The principle of private property rests on
not denying what is due: when we recognize the true meaning of
value, we shall see that private property is nothing other than
an equitable and just right to own value. [...]
Value, with which every political economy
must concern itself, since it is the foundation of this science,
has not been distinguished by all economists from the utility
which God granted to man freely (gratuite). Erroneously
identifying utility - to which all people have equal right - with
value, these economists to a certain extent supported the sophistry
of the communists. For taking the definition of value proposed
by the economists as the premise of their argument, the communists
could claim, preserving the appearance of cogency, that the owner
inequitably appropriates for himself that part of value which
in fact is utility freely granted by God. Hence Proudhon's
famous dictum: "Property is theft", is only a cogent, logical
consequence of the fallacious theory of value, still prevailing
in political economy.[...]
To establish property rights is to combat
all socialist and communist theories; and one cannot prove these
rights unless one proves that value has nothing to do with utilities
freely (gratuite) granted by God.

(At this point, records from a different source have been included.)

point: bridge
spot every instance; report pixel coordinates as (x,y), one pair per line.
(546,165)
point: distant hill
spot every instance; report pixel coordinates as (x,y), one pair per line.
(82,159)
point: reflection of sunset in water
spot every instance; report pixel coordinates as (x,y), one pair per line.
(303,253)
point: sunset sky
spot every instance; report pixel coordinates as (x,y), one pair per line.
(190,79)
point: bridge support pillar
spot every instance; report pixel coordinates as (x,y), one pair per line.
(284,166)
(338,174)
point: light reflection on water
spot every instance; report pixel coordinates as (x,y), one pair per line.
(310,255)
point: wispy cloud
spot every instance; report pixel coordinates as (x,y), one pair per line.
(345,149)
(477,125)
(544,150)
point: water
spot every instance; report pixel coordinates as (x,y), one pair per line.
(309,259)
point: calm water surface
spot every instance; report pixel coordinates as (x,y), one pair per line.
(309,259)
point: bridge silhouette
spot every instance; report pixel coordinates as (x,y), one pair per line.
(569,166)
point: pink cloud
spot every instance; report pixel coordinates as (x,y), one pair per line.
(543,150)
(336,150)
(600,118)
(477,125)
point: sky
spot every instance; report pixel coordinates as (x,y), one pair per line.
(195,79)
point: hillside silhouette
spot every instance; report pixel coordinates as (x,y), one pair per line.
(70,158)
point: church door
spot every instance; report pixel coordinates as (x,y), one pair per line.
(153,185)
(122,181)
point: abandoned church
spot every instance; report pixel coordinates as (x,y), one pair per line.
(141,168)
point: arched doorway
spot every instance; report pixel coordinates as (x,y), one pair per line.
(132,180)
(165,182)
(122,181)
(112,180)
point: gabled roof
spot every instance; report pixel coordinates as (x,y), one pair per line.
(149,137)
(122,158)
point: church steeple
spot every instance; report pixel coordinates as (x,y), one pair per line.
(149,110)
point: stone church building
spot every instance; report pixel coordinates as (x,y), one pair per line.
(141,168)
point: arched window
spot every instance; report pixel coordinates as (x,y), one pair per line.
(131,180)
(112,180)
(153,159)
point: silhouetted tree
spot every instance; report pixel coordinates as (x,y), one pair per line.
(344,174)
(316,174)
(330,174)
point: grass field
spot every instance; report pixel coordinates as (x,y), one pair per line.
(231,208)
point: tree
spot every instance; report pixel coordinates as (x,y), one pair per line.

Therefore, the private
owner does not appropriate these gifts if he utilizes only the
value which he has created through his own labor or through the
labor of those whose rights he has equitably and justly come into
possession of by way of inheritance or purchase. [...]
We have said that God created the earth;
he placed on its surface and in its entrails things capable of
satisfying the needs and demands of man. He endowed these things
with certain powers of movement and transformation. He entrusted
these forces to the management of man, so that by subjecting matter
to their action, he could produce value from it.
I have said that man should produce value.
For all gifts of God, useful for man, are only invested with value
when man adapts them through labor to the purpose of satisfying
the needs or whims of other people, and the value of the service
thus rendered will be determined by the mutuality of exchange.[...]
A gift of God always changes hands free of
charge, and the person selling value does not include in the price
the gift of God, but only labor added to it in any place and
at any time, in order to adapt this utility to the needs and
uses of man.
With such a concept of value it is easy to
prove that the private owner does not appropriate the use of and
right to God's gift, but only to the value which is the effect
of the labor exerted by him or by those whose rights he inherited.
The right to transfer property on someone
else stems from the same principle, since I transfer the right
to property, that is the fruit of my personal labor, which I can
dispose of as I see fit without violating any principles of equity.
[...]
The new theory of value will be the ultimate
and terminal blow to communism, and when reflecting on the concepts
of this theory, we will find a light that will allow us to discern
easily the falsehood and utopia hiding in the shadows (K. Małecki,
Socialism and Some remarks on Its Rules, Lvov 1849, pp.70-79).